2. Validation failure, worker block, no-runnable-work, retry-limit exceeded, and ambiguous/stale state recovery routes to the mission's dedicated runtime orchestrator session when session controls are available.
3. The runtime orchestrator is event-driven and turn-based: it runs only after a runner event or explicit user redirect, never as an always-on background worker while normal workers/validators run.
4. Recovery packets and prompts allow the runtime orchestrator to mutate mission metadata/control state through mission tools/APIs, while forbidding repository implementation edits by default.
5. Main chat remains the human command/override channel and receives only display/fallback recovery context when dedicated session dispatch is unavailable.
6. Mission Control remains read-only observability: it may display block/recovery artifacts, but opening or refreshing it must not start, resume, pause, cancel, clear, edit plans, trigger recovery, or mutate mission state.
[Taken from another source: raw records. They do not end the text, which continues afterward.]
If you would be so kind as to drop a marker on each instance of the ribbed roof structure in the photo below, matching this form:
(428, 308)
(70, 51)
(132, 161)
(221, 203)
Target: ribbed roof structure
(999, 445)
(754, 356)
### New mission flow: milestone validation and scrutiny-owned code review

1. Confirm `extensions/missions/index.ts` remains runtime bootstrap glue (`import missionsExtension from "./runtime-extension.js"` plus `export default missionsExtension;`).
2. In a disposable branch, run a milestone with multiple worker features.
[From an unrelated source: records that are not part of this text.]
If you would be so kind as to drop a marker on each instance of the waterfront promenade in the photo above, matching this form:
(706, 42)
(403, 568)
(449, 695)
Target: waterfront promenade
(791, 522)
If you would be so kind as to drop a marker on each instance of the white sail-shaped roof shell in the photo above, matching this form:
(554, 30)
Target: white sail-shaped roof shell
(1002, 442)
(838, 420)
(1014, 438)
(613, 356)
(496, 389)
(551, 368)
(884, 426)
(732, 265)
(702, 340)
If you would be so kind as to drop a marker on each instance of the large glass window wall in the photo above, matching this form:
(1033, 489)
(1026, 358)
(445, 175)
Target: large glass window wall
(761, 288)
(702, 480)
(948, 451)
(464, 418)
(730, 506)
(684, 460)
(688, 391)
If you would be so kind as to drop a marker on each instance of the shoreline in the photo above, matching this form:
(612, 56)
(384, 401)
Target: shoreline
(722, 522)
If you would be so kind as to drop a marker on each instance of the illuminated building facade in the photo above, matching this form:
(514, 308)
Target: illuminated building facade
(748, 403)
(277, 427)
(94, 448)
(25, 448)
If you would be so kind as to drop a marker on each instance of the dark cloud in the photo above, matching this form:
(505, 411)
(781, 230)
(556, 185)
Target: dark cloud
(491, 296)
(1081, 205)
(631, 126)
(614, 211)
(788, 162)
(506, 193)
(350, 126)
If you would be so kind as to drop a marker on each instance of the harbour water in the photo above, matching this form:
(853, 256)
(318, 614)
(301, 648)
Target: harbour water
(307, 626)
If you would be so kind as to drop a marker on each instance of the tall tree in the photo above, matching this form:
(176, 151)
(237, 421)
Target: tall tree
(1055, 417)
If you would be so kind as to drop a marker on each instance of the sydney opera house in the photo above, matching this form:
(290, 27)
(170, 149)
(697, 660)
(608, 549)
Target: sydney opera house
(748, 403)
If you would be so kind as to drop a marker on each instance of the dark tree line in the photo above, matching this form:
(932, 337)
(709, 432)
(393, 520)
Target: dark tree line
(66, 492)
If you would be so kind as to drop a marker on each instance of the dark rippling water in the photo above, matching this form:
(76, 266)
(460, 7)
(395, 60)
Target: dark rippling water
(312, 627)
3. Confirm workers complete feature slices before any milestone validator starts.
4. Confirm scrutiny validators own code review without standalone reviewer fanout.
5. Confirm scrutiny pass without milestone user-testing marks the milestone complete and advances.
6. Confirm configured milestone user-testing runs as validator mode `user-testing` with `skills/validator-user-testing/SKILL.md` only after scrutiny passes.
7. Confirm scrutiny or user-testing `fail`/`inconclusive` blocks the mission for dedicated runtime orchestrator intervention, increments only that milestone's failure counter, and does not automatically choose fix work. The default effective failure limit is 5 per milestone unless overridden.
8. Corrupt one of `handoff.json`, `validation-report.json`, or `user-testing-report.json` in a run directory and confirm clear schema parse/validation failure with field-path details and block metadata.
9. Verify existing mission controls still behave the same (`/missions run`, `/missions status`, Mission Control read-only views, `mission_start_execution`, and `mission_runner_command`).
10. Integrated Mission Control orchestrator-chat shortcut tuning (including the `o` shortcut) is intentionally deferred; do not treat dedicated orchestrator chat UX changes as part of this validation pass.